@Icarus1
When it comes to DDoS, load balancing would be the best means to potentially mitigate or absorb the attack by means of distributing traffic over numerous servers (on your end, beyond CF). With a load balanced setup, the worst-case would be that the IP of the LB is exposed as internally, the LB should be routing traffic over private network IP’s that aren’t public, thus reducing exposure.
The public IP’s of the endpoints would then be access limited to only specific IP’s or IP ranges.
Much of what goes in to preventing a DDoS attack depends on you and how you have things setup as much as it does who you’re working with in an effort to prevent and mitigate the attack.

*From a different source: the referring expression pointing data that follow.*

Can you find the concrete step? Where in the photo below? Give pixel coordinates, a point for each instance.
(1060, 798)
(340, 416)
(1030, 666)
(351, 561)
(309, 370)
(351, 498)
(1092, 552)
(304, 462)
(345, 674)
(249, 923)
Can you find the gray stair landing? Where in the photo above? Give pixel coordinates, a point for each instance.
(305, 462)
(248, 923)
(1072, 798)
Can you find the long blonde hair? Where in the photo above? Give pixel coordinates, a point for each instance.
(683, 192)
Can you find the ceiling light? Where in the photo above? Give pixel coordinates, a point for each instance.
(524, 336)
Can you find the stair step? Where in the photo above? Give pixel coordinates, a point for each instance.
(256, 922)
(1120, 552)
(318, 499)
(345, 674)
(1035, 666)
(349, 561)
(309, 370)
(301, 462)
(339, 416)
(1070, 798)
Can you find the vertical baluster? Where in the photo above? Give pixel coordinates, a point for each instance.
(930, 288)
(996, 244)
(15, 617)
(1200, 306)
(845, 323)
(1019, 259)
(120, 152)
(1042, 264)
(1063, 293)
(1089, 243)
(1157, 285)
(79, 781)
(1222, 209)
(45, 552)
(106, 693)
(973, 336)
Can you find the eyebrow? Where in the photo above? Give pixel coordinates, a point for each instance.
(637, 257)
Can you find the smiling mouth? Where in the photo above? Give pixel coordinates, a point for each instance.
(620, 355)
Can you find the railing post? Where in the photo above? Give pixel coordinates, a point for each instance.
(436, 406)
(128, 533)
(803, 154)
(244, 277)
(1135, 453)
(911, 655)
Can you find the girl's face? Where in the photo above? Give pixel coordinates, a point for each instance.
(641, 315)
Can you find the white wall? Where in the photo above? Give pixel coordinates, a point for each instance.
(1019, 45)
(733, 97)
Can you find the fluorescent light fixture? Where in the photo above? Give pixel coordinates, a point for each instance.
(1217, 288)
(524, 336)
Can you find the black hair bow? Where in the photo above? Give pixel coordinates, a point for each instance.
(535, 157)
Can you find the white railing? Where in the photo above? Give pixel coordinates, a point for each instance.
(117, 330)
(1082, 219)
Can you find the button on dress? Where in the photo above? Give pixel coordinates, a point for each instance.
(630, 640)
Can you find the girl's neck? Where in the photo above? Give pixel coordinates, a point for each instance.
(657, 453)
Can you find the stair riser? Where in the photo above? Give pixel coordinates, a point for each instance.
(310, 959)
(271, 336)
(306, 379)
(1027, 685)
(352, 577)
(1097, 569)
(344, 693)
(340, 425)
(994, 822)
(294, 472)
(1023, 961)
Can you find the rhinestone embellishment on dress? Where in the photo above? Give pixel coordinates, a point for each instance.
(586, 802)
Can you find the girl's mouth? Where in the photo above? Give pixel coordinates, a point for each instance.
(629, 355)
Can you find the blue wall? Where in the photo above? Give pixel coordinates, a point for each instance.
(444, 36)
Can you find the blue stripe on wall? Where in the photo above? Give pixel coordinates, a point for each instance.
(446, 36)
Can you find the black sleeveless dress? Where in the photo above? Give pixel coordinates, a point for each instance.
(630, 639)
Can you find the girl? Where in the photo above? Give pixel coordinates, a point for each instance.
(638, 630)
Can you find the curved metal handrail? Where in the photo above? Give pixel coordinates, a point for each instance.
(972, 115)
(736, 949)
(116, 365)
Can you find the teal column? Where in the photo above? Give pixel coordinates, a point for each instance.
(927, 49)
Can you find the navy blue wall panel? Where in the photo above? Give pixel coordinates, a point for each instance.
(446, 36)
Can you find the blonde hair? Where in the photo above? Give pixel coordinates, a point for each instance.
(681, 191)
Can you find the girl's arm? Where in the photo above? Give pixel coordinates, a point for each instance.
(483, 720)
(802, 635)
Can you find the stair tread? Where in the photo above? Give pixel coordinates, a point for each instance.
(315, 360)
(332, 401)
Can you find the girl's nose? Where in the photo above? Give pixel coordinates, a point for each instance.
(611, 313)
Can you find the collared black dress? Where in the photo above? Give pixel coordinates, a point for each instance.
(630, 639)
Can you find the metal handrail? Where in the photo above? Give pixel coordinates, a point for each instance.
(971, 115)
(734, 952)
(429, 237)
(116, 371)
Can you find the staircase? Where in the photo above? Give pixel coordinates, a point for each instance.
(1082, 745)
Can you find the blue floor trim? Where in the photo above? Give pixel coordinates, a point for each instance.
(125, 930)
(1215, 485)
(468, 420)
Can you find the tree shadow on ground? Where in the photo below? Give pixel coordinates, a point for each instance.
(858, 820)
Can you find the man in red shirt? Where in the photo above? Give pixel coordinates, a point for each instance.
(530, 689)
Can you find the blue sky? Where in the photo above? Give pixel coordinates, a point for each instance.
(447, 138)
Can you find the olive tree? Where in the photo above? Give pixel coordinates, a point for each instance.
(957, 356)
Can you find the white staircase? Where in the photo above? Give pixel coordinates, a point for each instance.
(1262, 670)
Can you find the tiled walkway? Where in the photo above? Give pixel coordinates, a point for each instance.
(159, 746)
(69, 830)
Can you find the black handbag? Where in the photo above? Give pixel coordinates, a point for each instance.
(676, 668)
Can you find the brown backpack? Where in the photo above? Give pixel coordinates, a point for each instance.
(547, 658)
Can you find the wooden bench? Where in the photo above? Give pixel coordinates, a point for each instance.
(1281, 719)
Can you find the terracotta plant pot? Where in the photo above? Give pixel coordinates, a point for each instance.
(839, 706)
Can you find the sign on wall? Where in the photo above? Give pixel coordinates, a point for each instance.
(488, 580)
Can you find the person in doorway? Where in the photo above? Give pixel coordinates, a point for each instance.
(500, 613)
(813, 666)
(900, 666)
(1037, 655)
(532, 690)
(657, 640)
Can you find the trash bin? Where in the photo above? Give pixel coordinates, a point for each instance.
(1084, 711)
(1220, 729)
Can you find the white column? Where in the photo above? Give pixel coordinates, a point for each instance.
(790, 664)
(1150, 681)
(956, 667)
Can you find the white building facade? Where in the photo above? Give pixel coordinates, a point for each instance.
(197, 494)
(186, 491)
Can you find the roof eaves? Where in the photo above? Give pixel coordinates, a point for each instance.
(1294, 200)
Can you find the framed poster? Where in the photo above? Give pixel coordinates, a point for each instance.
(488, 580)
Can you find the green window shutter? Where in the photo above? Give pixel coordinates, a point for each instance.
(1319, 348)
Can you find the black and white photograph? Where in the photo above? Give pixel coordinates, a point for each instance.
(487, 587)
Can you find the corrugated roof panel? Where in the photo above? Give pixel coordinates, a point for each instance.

CloudFlare provides a much needed service, though it’s not a all-in-one solution. You can sign up for CloudFlare and run a poorly configured stack and downtime can still result in seconds after an attack begins. CloudFlare isn’t a magical mask by far, but it can be helpful.
That being said, I’m sure you’ve heard the saying give someone an inch and they’ll take a mile – it applies to DDoS. Give someone means to launch a successful attack on you at any given moment and they will. Whether it succeeds depends on how prepare you at for it. I’ve seem many providers and servers handle decent sized various-vector attacks with ease, while others suffer.
Attacks could come in various forms – NTP, UDP, DNS, TCP SYN+FIN+ACK, HTTP GET, etc. – it’s hard to prevent every single possible scenario, or predict which one someone is going to target. This falls back to where CloudFlare can help, but may not be able to prevent the entire effect.
As @hansen said, and it’s very true, You will always have some attack surface if you have something on the internet.